Interpretation

Interpreting the model output.

Oximetry Risk

Analysis of nocturnal paediatric oximetry uses trained Support Vector Machines (SVMs). If Regression is selected, a Support Vector Regressor (SVR) is used to predict the AHI. If Classification is selected, a Support Vector Classifier (SVC) assigns a risk classification.

Regression

Predicted AHI

If Regression is selected, an SVR produces a point estimate of the apnoea-hypopnea index (AHI). Measures of uncertainty are provided through the reporting of confidence intervals calculated using a quantile regression model fit using the residuals in testing of holdout Queensland Children's Hospital (QCH) and external PATS polysomnography data.

Classification

Distance

If Classification is selected, an SVC calculates the unitless distance of the final prediction to the decision boundary (scale: -inf to +inf, with 0 representing the boundary). The signedness is matched to the final prediction: negative values represent a negative result, and positive values a positive result. The magnitude of the distance represents the degree of belonging (to the assigned class) but is not a probability.

Calibrated Probability

The reporting of calibrated probabilities allows clinicians 1) to relate the Distance value to the probability of the real-world outcome, and 2) to understand the uncertainty surrounding the prediction using confidence intervals.

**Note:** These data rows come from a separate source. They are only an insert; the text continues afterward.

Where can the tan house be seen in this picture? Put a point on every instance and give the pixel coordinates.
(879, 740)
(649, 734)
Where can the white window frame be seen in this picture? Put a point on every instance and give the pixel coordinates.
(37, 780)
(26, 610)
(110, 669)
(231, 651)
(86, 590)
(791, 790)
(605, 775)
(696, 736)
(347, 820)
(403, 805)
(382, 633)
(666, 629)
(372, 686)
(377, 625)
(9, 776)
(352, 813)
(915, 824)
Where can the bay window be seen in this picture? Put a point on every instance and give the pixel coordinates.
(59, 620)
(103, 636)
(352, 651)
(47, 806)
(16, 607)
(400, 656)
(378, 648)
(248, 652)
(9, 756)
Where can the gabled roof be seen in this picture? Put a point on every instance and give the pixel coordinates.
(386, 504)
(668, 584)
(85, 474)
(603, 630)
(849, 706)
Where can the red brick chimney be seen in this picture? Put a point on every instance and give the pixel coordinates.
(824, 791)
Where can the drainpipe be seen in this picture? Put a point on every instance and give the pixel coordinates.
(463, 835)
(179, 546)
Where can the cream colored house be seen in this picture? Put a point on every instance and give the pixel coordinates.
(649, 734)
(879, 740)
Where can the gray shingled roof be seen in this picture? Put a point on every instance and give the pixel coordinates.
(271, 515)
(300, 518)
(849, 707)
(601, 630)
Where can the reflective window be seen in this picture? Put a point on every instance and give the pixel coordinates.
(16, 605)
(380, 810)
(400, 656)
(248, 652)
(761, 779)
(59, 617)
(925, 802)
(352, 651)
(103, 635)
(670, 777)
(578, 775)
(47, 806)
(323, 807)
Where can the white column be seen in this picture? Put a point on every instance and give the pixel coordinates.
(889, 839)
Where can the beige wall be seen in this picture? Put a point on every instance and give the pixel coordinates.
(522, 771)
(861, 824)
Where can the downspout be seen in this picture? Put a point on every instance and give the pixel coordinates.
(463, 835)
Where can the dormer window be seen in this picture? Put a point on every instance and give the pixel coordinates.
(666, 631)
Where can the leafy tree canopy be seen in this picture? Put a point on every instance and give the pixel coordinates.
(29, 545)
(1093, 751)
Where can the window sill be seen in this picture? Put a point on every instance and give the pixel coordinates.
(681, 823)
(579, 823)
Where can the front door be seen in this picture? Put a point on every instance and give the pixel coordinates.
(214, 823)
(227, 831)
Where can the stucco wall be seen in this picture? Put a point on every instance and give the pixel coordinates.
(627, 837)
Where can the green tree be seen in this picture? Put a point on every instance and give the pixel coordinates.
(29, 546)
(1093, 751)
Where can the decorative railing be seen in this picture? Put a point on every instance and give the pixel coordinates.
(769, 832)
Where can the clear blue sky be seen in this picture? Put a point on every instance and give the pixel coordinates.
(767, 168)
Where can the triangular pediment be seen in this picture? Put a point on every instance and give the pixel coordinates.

The calibrated probability of an AHI of ≥5 is calculated by comparing the probability of the real occurrences of the event against the Distance score provided by the SVC, through testing of the SVC on real world data; a combination of holdout QCH and external PATS polysomnography data.

Explanations

Feature importance values or explanations attempt to describe the impact of the feature on the classification decision.

Global Explanations

Shapley value approximations are used to estimate the overall importance of each feature to the classification. They are approximated using Monte Carlo resampling of the model support vectors and are the mean of the marginal contributions of each feature. The size of the absolute value is a measure of the overall importance of that feature, and the signedness of the impact value indicates the directionality of the relationship to the prediction.

Local Explanations

Calibrated probabilities allow clinicians to 1) relate the Distance value to the probability of a real-world outcome, and 2) understand the uncertainty surrounding the prediction through confidence intervals. The calibrated probability of an AHI of ≥5 is calculated by comparing the actual occurrence of the event with the Distance score computed by the SVC. Calibration of the SVC was performed on holdout QCH data and external PATS polysomnography data.